Op 9 april 2018 zijn de sectorakkoorden hoger beroepsonderwijs 2018 en wetenschappelijk onderwijs 2018 afgesloten met de Vereniging Hogescholen en de VSNU. Onderdeel van deze akkoorden zijn de kwaliteitsafspraken 2019-2024 ‘Investeren in Onderwijskwaliteit’. Hiermee is naar prijspeil 2020 een bedrag van in totaal € 2.430,2 miljoen (€ 1.510,9 miljoen voor het hbo en € 919,3 miljoen voor het wo) bestuurlijk verplicht voor de periode 2019-2024. Van dit bedrag is ultimo 2020 voor de jaren tot en met 2021 al een bedrag van € 821,9 miljoen (€ 511,0 miljoen hbo en € 310,9 miljoen wo) juridisch verplicht. Het resterende bedrag voor 2022 tot en met 2024 van € 1.608,3 miljoen (€ 999,9 miljoen voor het hbo en € 608,4 miljoen voor het wo) is ultimo 2020 als bestuurlijk verplicht aan te merken.
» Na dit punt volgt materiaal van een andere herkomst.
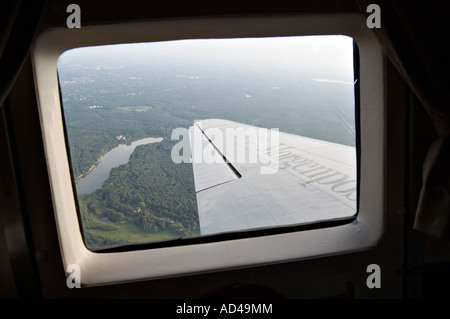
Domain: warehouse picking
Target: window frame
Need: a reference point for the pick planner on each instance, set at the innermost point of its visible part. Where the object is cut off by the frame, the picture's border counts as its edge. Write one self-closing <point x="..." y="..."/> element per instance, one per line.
<point x="253" y="248"/>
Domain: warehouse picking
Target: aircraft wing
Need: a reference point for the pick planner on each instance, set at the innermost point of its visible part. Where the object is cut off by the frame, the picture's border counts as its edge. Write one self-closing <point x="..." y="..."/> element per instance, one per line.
<point x="248" y="180"/>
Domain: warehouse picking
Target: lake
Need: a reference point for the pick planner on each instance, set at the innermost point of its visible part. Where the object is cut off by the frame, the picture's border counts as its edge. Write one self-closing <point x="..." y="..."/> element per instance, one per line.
<point x="117" y="156"/>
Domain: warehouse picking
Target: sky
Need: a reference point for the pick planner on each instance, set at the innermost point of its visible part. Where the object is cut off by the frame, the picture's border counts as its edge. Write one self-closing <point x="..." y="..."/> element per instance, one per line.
<point x="331" y="57"/>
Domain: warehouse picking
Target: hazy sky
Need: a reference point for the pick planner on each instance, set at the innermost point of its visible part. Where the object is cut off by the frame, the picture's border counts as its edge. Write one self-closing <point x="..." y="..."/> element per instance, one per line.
<point x="331" y="55"/>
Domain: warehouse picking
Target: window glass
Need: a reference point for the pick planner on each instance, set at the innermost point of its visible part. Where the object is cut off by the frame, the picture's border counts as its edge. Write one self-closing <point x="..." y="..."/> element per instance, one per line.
<point x="186" y="138"/>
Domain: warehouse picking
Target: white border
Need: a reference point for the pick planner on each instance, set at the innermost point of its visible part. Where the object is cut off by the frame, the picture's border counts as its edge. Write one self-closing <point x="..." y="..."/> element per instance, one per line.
<point x="107" y="268"/>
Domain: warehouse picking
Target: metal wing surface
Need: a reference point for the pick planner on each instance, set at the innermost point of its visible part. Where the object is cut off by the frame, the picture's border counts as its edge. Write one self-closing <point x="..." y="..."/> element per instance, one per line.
<point x="248" y="177"/>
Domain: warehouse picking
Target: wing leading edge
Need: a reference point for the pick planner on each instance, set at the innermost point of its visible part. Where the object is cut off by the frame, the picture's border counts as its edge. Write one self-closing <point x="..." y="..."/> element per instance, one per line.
<point x="247" y="181"/>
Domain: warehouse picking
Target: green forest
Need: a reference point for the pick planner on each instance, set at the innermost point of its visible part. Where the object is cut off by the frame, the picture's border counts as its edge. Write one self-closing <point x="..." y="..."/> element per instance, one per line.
<point x="149" y="196"/>
<point x="106" y="103"/>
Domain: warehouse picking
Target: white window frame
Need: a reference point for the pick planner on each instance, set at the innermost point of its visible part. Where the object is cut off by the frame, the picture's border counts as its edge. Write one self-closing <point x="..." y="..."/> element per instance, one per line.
<point x="108" y="268"/>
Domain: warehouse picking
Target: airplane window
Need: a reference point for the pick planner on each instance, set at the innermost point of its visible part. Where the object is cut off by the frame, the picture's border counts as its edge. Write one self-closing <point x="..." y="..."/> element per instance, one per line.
<point x="192" y="138"/>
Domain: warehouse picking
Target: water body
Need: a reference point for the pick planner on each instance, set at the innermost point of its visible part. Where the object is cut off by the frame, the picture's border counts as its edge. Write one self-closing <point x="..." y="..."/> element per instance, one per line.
<point x="117" y="156"/>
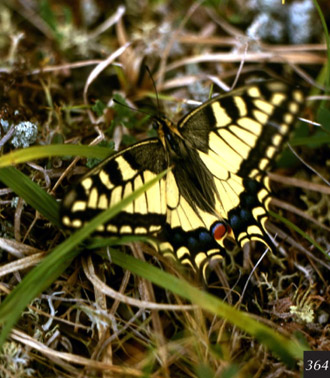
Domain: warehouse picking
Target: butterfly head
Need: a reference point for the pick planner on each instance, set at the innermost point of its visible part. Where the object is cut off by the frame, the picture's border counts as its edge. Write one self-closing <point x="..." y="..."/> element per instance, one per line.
<point x="168" y="133"/>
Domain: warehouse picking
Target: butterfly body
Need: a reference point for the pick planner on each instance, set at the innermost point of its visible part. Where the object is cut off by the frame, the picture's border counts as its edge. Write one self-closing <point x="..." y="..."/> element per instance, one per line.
<point x="217" y="186"/>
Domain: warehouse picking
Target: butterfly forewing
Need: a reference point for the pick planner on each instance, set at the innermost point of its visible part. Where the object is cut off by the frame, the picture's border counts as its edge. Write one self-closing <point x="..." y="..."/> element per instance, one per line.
<point x="219" y="154"/>
<point x="114" y="179"/>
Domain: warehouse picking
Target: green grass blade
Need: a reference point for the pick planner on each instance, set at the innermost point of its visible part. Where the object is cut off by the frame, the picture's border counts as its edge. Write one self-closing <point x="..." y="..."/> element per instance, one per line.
<point x="288" y="350"/>
<point x="53" y="265"/>
<point x="31" y="193"/>
<point x="40" y="152"/>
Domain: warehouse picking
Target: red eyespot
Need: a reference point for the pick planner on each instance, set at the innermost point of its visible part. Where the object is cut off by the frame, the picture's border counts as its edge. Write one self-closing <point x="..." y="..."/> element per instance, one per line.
<point x="219" y="230"/>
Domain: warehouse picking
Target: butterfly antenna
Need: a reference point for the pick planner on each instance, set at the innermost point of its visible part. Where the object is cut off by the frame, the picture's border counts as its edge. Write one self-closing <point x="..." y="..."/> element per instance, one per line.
<point x="130" y="107"/>
<point x="155" y="88"/>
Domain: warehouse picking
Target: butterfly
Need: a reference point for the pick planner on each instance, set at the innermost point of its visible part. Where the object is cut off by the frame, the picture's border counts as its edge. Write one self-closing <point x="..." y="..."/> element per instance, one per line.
<point x="217" y="186"/>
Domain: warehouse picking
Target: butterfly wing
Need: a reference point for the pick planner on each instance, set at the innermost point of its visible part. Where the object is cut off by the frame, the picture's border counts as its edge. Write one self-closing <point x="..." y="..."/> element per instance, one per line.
<point x="238" y="136"/>
<point x="114" y="179"/>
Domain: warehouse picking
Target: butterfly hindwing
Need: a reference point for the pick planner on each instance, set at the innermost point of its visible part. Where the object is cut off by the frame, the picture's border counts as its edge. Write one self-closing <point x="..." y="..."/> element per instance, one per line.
<point x="217" y="185"/>
<point x="238" y="136"/>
Op 21 februari 2019 is de Erfgoed Deal ondertekend. In de Erfgoed Deal maken verschillende overheden en maatschappelijke organisaties afspraken over het behoud en het gebruik van erfgoed bij de grote ruimtelijke opgaven van dit moment, zoals energietransitie en verduurzaming, klimaatadaptatie en stedelijke groei en krimp. Het Ministerie van OCW heeft zich met ondertekening bestuurlijk verplicht tot een bijdrage van € 20,0 miljoen. Daarvan was ultimo 2020 € 11,6 miljoen nog niet juridisch verplicht.
Op 30 november 2020 is het kabinet akkoord gegaan met het uitwerken van een tegemoetkomingsregeling in het kader van de erkenning van het leed dat transgenderpersonen hebben ondervonden als gevolg van de destijds geldende wettelijke voorschriften.
De specifieke invulling hiervan wordt bezien in het voorjaar 2021. Het gaat voor het ministerie van OCW in totaal om een bedrag van maximaal € 8,5 miljoen. Ultimo 2020 was dit bedrag niet juridisch verplicht en is derhalve niet in de saldibalans opgenomen.